More companies and individuals are getting engrossed in cryptocurrency trading. However, many people do not understand the technical infrastructure of a blockchain network which can hinder their ability to make the best investing decisions. This article explores blockchain layers and how they work.
What is a Blockchain Layer?
Blockchain is essentially a combination of hardware and software that operates as a decentralized network. However, blockchain typically consists of many different parts that made up the whole network.
The collection of these parts and their classification into discernable entities are known as layers. By understanding different layers of blockchain, developers can investors can get familiar with the inner workings of a blockchain network.
Basics of Blockchain Layers
Depending on whom you ask the total amount of blockchain layers can range from 5 to 7. However, at its core, some fundamental layers of blockchain are mentioned as under:
Layer 0 is a foundational layer that consists of internet, hardware, and protocol networks among other things. This layer cannot create scalability for a blockchain network but it serves as a foundational layer for adding it. Layer 0 is responsible for cross-chain interoperability and communication between different layers.
Layer 1 is built on Layer 0 or the foundational layer. This layer defines the functionality of a blockchain. These functions may include but are not limited to consensus, dispute settlements, programming syntax, protocols, and limitations.
All changes, edits, and upgrades implemented on layer 0 directly impact the structure of layer 1 therefore it is also called the implementation layer. Layer 1 also grants scalability for the blockchain but it has limited scope. Bitcoin, Ethereum, Binance Smart Chain, and Solana are some examples of Layer 1 blockchains.
Layer 2 is all about upgrading and up-scaling the blockchain network. As participation in a layer 1 blockchain grows the network needs more power and nodes to maintain its decentralization.
Therefore, the layer 2 network is introduced to make sure that layer 1 maintains functional immutability while continuing to expand seamlessly. Despite the addition of the layer 2 solution new blocks are added at the layer 1 level.
Layer 3 can be understood as the user interface for a blockchain network. This layer allows non-technical individuals to make more sense of Layer 1 and Layer 2. Layer 3 may also introduce intra or inter-chain operations like liquidity provisioning, DEXs, staking, and decentralized applications or DApps.
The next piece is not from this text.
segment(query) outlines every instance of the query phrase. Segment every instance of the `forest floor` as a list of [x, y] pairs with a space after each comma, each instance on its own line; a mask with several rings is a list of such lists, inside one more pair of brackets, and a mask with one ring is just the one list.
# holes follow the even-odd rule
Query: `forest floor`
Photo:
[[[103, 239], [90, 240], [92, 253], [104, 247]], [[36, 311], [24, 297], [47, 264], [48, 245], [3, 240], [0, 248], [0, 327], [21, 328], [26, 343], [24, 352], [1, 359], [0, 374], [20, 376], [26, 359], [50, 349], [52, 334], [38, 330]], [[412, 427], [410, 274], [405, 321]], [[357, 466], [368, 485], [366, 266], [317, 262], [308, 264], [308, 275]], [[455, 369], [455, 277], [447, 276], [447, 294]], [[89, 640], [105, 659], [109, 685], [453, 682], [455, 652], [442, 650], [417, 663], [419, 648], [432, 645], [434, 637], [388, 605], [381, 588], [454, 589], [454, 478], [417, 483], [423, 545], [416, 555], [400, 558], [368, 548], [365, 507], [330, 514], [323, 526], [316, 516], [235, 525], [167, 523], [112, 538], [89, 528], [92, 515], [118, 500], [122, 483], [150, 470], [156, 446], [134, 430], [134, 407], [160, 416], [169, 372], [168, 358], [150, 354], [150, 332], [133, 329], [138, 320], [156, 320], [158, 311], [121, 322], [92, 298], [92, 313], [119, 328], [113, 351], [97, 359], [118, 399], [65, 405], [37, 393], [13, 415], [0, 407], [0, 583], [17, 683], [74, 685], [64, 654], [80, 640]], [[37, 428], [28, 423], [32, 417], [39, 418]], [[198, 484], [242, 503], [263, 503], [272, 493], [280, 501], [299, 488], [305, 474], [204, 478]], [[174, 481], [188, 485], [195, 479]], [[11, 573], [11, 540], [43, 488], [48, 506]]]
It is also known as the application layer sometimes it is split into a sub-layer called the execution layer. The execution sub-layer can be used to generate new blockchains using cross-chain and improving interoperability. AAVE, Uniswap, and Pancake Swap are some good examples of Layer 3.
Classification of Blockchain Layers
Here are 7 types of blockchain layer classification that are found across the board of the sector with the addition or subtraction of a few types.
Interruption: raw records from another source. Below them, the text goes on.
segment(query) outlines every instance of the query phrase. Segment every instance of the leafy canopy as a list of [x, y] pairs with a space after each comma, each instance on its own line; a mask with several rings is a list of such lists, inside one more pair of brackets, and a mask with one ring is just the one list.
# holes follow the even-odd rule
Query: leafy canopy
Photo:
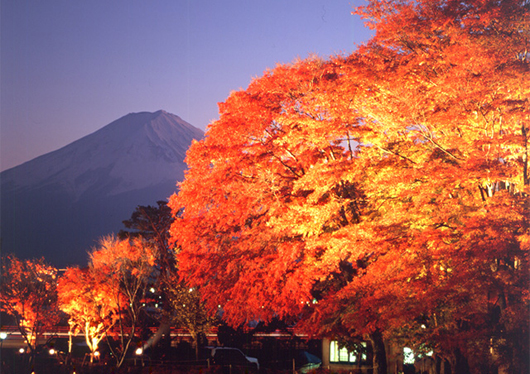
[[180, 274], [235, 325], [296, 315], [524, 372], [528, 4], [357, 11], [369, 43], [265, 72], [193, 143]]

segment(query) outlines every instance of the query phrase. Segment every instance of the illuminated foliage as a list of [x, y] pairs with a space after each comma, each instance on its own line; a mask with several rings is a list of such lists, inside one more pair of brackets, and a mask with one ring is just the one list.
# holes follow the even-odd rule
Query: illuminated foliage
[[0, 310], [15, 318], [33, 356], [37, 339], [59, 321], [57, 270], [44, 259], [19, 260], [8, 255], [1, 261]]
[[115, 290], [94, 268], [68, 268], [60, 277], [57, 290], [59, 307], [70, 317], [70, 333], [83, 333], [92, 362], [99, 342], [119, 315]]
[[528, 4], [359, 12], [367, 45], [266, 72], [193, 143], [180, 273], [232, 324], [366, 336], [379, 373], [404, 335], [458, 372], [525, 372]]
[[99, 281], [108, 287], [111, 305], [117, 308], [111, 317], [113, 331], [118, 334], [118, 345], [113, 350], [117, 366], [121, 366], [137, 332], [147, 290], [157, 276], [155, 252], [146, 241], [119, 240], [104, 237], [90, 254], [89, 267]]

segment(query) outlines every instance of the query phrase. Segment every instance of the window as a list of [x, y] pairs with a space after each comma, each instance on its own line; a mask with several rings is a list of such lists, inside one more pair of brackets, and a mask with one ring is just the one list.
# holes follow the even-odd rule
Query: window
[[433, 351], [428, 351], [426, 353], [422, 352], [425, 352], [425, 350], [419, 351], [418, 354], [416, 354], [412, 348], [403, 347], [403, 363], [405, 365], [413, 365], [414, 362], [416, 362], [416, 359], [420, 359], [425, 356], [431, 357], [433, 355]]
[[414, 351], [409, 347], [403, 348], [403, 363], [405, 365], [413, 365], [416, 359], [414, 358]]
[[[363, 352], [360, 354], [361, 361], [366, 361], [366, 343], [361, 343]], [[340, 347], [339, 342], [333, 340], [329, 343], [329, 362], [358, 363], [359, 353], [349, 352], [346, 347]]]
The hardware layer is the basic and most important layer of a blockchain network that makes up its foundational components. It could be a server that houses all the data of a blockchain network or nodes. It is also called the infrastructure layer.
The data layer is present in the form of pointers and linked lists. Pointers are variables that are used to locate other variables and link lists are collections of chained blocks containing data.
Sometimes, Merkle Tree is added to the data layer as a branch of hashes containing information that is used to verify and maintain data integrity on the blockchain. Creation, storage, and management of private and public encryption keys are crucial functionality of this layer.
The network layer is a P2P communication enabler. It is also called the propagation layer and performs transactions, discovery, and block propagation. P2P systems can share the workload and operate to accomplish a unique goal.
Nodes are divided into full and light nodes. Light nodes are responsible for transactions and store blockchain header while full nodes are used for mining, validating, verification, delegation, and consensus rule implementation.
The consensus layer is a mandatory component of the blockchain layer. It is used for electing agreed-upon or approved blocks and keeping them chronologically synchronized. Consensus layer blockchain is decentralized and ensure that the governance is distributed among blockchain stakeholders.
The incentive layer decides the amount, form, and criteria for issuing rewards for node operators, stakers, miners, and network validators. At the same time, it also ascertains the minimum gas levied per transaction.
The contract layer decides what and how the information available on a blockchain network is going to be accessible to its users. There are four basic types of contract layers namely service, data, message, and policy/ binding.
Application and Presentation Layers
The application layer is made up of APIs, scripts, UIs, frameworks, smart contracts, decentralized applications, and other programmed features. It is subdivided into an execution layer that can hold chain code, smart contracts, and other underlying operational rules.
When it comes to the composition of a blockchain network there are no defined rules. Blockchain layer taxonomy depends on the features, scope, and functionality of a given network.
By learning about the inner workings and technical architecture of a blockchain project investors can improve their trading strategies and understand how the market variables may impact its native currencies.